If you're an investor, market watcher or just someone who likes to hear from a business leader, you know how results calls normally go. The CEO and CFO will speak on their performance. But instead of pacing his office and rehearsing his lines yesterday before the call queues opened, tech retailer Ruslan Kogan was kicking back.
Kogan.com has gone from scraping through with a tiny $100,000 profit last year to a hefty $39.5 million loss this year. Management points the finger at a $46 million write-down on its Mighty Ape purchase, but in reality that just confirms what many already suspected — the 2020 buy was too expensive and hasn’t delivered. Even after adjusting for one-offs, Kogan only made $14.9 million in profit, a small return for a company moving almost $1 billion worth of goods.
The headline numbers look healthy — gross sales jumped 15% to $930.9 million — but the money Kogan actually booked as revenue only rose 6.2% to $488.1 million. Much of the growth is coming from marketplace sales where Kogan acts as middleman rather than making full margin. The company also spent heavily to grow its customer base, with active users climbing 35% to 3.5 million but marketing costs ballooning nearly 40% to $66.9 million. That’s a big bill for winning new customers, and it’s not clear yet if they’ll pay off.
Under the surface, the business model still looks shaky. The core product division lost money, while the higher-margin platform business brought in $111.9 million but remains less than a quarter of overall revenue. Mighty Ape remains a headache, with sales and revenue both falling as the brand continues to struggle nearly five years after being acquired.
There are some positives. Kogan generated $32.4 million in free cash flow, up 40% year on year, and ended FY25 with $42.1 million in cash and no debt. But guidance for next year — aiming for profit margins of 6–9% — feels more like a wish than a guarantee. And the latest trading update, showing strong sales growth but only a small lift in revenue, suggests the company is still chasing volume without turning it into meaningful profit.

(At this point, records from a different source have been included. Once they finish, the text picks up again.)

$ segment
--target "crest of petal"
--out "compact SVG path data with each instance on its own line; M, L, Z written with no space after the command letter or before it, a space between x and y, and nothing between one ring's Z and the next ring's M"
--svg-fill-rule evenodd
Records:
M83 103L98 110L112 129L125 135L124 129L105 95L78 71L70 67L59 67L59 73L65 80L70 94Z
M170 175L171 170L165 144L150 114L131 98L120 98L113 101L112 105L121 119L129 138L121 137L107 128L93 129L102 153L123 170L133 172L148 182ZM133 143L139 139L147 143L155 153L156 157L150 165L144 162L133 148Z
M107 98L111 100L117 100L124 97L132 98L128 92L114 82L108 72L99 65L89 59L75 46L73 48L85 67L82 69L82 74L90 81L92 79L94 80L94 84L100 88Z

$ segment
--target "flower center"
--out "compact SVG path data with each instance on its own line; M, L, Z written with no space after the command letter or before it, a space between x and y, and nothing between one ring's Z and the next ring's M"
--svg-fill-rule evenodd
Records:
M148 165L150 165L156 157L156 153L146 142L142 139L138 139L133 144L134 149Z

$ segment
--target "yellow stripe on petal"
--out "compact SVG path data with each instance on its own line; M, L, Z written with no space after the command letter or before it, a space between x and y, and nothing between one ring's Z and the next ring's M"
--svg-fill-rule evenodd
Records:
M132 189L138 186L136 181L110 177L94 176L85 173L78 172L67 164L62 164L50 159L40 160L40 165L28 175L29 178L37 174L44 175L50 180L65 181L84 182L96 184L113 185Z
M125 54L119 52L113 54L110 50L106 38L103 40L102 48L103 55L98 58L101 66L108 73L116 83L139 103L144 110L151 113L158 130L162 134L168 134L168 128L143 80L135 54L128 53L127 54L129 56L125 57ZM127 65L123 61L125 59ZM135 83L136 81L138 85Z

You'd think a loss of $40 million is something you'd want to calm shareholders about. But the eponymous Kogan instead decided to deliver his results via a bot that just sounded like him.
He posted to Twitter after the results:
In our $KGN earnings call today, it sounded like it's [David Shafer, Kogan CFO/COO] and I presenting but it wasn't. Our voices were AI generated and read the script.
We uploaded several hours of our prior talks to train our voice model and the results were pretty incredible. This saved us a few hours preparation - valuable time we could spend working on other areas of the business.
This is an example of the many one percenters across our business where AI is making us more efficient and helping the team be more productive. Our marketing team uses it to improve our content and make it more enaging.
Our Engineering team uses it to get more context of our entire code base quicker and produce production ready code more rapidly. Our purchasing teams are using it for data and trend analysis to bring the latest products to our customers at even better prices.
The list goes on. While the productivity gains are exciting, what's even more exciting is the pace at which things are changing and the technology is getting better!
Twitter's a pretty unhinged place, but in-between the reaction gifs and the swearing, a few market watchers furrowed their brows at the AI admission.
"I think AI has good uses, but I don't think it is a good use in this context. You are effectively signaling to your valued investors that presenting to them is not worth your time, and you have better things to do," one user wrote.
Another added that while it was good he answered follow-up questions from analysts himself, it's not something he should be bragging about.
Kind of makes you wonder: with all the AI-inspired downsizing going on across Corporate Australia, is there a case to automate the CEO's office?